Cutting Pell Grants Is Unnecessary and Unwise

December 21, 2011 at 11:18 am

The appropriations agreement for fiscal year 2012 that Congress finalized last weekend included some harmful changes to the federal Pell Grant program, which helps nearly 10 million low- and moderate-income students afford college.  While the deal omits the most severe Pell Grant cuts in an earlier House-approved bill, it will still make it harder for many low-income students to afford college.

The Institute for College Access & Success (TICAS) estimates that more than 100,000 students will lose their Pell Grant entirely next year because of a retroactive cut in the number of semesters for which a student can receive a Pell Grant; thousands more will lose part or all of their grant due to other provisions in the appropriations agreement.

Pell Grants have been under pressure in this year’s budget process, for two reasons.  First, the Budget Control Act placed restrictive caps on overall discretionary funding starting in 2012, forcing Congress to find savings among these programs.  Second, Pell Grants in 2012 require an additional $1.3 billion over the 2011 funding level in order to continue serving all of the students who qualify.

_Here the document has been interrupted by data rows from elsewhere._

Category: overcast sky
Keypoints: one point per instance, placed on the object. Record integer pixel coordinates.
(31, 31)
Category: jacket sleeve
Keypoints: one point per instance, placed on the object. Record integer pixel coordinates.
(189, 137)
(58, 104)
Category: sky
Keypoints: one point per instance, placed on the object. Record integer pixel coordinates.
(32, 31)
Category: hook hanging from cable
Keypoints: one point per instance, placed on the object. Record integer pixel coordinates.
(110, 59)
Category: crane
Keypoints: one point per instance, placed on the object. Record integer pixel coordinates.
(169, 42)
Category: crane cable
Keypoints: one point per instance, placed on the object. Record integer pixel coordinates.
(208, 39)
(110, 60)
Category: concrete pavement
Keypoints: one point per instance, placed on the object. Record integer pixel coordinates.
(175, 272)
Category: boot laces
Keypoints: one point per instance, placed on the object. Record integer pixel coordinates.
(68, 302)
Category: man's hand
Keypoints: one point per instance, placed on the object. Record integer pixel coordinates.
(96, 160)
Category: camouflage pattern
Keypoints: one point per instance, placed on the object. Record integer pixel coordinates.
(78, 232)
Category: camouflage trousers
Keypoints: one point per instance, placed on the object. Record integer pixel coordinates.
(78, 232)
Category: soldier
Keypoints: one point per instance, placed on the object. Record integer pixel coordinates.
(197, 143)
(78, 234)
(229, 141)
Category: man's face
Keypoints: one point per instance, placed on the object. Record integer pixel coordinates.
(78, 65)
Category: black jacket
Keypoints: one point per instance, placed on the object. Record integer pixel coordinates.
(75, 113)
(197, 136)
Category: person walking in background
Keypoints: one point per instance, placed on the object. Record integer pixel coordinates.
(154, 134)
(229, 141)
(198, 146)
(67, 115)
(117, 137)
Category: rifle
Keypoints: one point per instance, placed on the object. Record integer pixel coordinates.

Responding to these pressures, lawmakers cut Pell Grant eligibility in ways that will reduce the level of annual appropriations needed for the program by an estimated $11 billion over the coming decade.  The Pell Grant changes contained in the new legislation, which will take effect July 1 (and thus affect students starting with the 2012-13 academic year), will:

  • Cut the number of full-time semesters for which a student can receive a Pell Grant from 18 to 12. This provision is retroactive, so any students who have received grants for 12 semesters will be ineligible for more, even if they’re just a semester away from graduation.  Pulling the plug on these students’ grants will impose additional hardships and likely prevent some of them from finishing college.
  • Make people who lack a high school diploma or equivalent ineligible for all federal student aid programs, including Pell Grants, even if they have completed the requisite testing or obtained the needed credits for their post-secondary program.
  • Cut the income ceiling below which students automatically qualify for the maximum Pell Grant from $32,000 to $23,000. The automatic qualification simplifies the complex financial aid application process — which can discourage low-income students from considering college altogether — by allowing very low-income students to bypass some of the more complicated and cumbersome parts of the application form.  With this change, students in the $23,000-$32,000 range will no longer be eligible for automatic qualification.
  • Make ineligible for Pell Grants any students who would otherwise qualify for only a very small grant, usually because their families’ incomes are near the program’s eligibility ceiling.  (This Congressional Research Service report provides detail on the “bump” award, which this provision eliminates.)

Cutting Pell Grants is unnecessary and unwise.  While Pell Grant spending has grown significantly in recent years, this reflects: eligibility expansions that Congress approved on a bipartisan basis to encourage more low-income students to get a college degree; increases in the maximum Pell Grant award that offset only a portion of the grant’s decline in purchasing power in the face of large increases in tuition charges (see graph); and the economic downturn, which has depressed family incomes and led many people to pursue college in order to improve their education and skills.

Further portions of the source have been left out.